The care Nimmons received from Defendant for his knee was adequate and certainly not “so grossly incompetent, inadequate, or excessive as to shock the conscience or to be intolerable to fundamental fairness.” See Harris, 941 F.2d at 1505. Defendant treated Nimmons during the period after his fall for his knee complaints and responded reasonably to those complaints, including ordering an x-ray and referring Nimmons to an orthopedist when the knee condition worsened. Nimmons’s allegation that Defendant’s medical treatment after the fall directly caused permanent damage to his knee is belied by the record, which showed that Nimmons suffered a prior knee injury before the fall.

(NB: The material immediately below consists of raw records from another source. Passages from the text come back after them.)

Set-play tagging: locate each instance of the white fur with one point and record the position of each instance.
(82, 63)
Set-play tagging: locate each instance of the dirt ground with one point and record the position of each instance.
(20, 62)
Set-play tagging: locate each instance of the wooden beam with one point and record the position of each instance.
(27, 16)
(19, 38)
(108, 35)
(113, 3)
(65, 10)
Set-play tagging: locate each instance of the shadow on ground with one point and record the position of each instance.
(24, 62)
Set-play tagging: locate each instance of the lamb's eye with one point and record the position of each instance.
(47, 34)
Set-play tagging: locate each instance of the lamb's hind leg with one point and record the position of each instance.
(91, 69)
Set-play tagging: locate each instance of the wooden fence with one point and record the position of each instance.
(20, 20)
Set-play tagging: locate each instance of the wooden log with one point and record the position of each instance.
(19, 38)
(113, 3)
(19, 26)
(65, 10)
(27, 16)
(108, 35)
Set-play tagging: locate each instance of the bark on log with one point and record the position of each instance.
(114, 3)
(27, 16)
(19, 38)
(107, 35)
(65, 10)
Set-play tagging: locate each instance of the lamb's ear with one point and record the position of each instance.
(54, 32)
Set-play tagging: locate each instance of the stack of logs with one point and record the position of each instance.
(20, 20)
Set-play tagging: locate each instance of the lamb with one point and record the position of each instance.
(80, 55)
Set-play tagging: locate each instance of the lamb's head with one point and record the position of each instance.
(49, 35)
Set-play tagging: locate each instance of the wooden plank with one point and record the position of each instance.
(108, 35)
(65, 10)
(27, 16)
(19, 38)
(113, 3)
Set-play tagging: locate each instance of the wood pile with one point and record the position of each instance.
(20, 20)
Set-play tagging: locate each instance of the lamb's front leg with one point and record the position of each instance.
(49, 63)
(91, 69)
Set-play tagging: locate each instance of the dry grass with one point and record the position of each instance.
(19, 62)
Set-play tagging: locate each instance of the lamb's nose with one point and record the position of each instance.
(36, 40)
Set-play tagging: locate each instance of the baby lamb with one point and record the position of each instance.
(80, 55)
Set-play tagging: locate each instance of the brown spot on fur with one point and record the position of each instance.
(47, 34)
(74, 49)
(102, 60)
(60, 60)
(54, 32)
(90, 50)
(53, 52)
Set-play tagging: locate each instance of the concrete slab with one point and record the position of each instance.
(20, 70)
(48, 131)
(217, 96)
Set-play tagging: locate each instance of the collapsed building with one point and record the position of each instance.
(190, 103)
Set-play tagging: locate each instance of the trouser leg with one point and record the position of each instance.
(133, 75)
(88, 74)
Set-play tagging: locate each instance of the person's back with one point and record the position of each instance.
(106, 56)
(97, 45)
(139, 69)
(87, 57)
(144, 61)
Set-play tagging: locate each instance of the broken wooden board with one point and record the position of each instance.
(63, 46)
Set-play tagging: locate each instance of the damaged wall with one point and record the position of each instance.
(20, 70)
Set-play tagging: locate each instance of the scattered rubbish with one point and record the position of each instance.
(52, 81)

That Nimmons later underwent a procedure on his knee by another doctor who expressed concern about the knee’s prior treatment does not mandate the conclusion that Defendant acted in a constitutional sense unreasonably in treating Nimmons, especially given that Nimmons made no additional complaints to Defendant about his knee for eight months after the fall. See Farmer v. Brennan, 511 U.S. 825, 114 S.Ct. 1970, 1982-83, 128 L.Ed.2d 811 (1994) (an official who actually knew of a substantial risk to an inmate’s health may be free from liability if the official reasonably responded to the risk, even if the inmate ultimately suffered harm); Adams v. Poag, 61 F.3d 1537, 1545 (11th Cir.1995) (whether defendant “should have employed additional diagnostic techniques or forms of treatment ‘is a classic example of a matter for medical judgment’ and therefore not an appropriate basis for grounding” constitutional liability).

The record will not support deliberate indifference. Defendant acted reasonably in treating Nimmons’s knee; and Nimmons failed to produce evidence that Defendant disregarded the risk of harm that his injured knee posed to him.

AFFIRMED. 
      
       Nimmons does not challenge the district court’s dismissal of the other defendants on grounds of insufficient service of process and failure to exhaust administrative remedies. Thus, Nimmons has abandoned these challenges. See Horsley v. Feldt, 304 F.3d 1125, 1131 n. 1 (11th Cir.2002).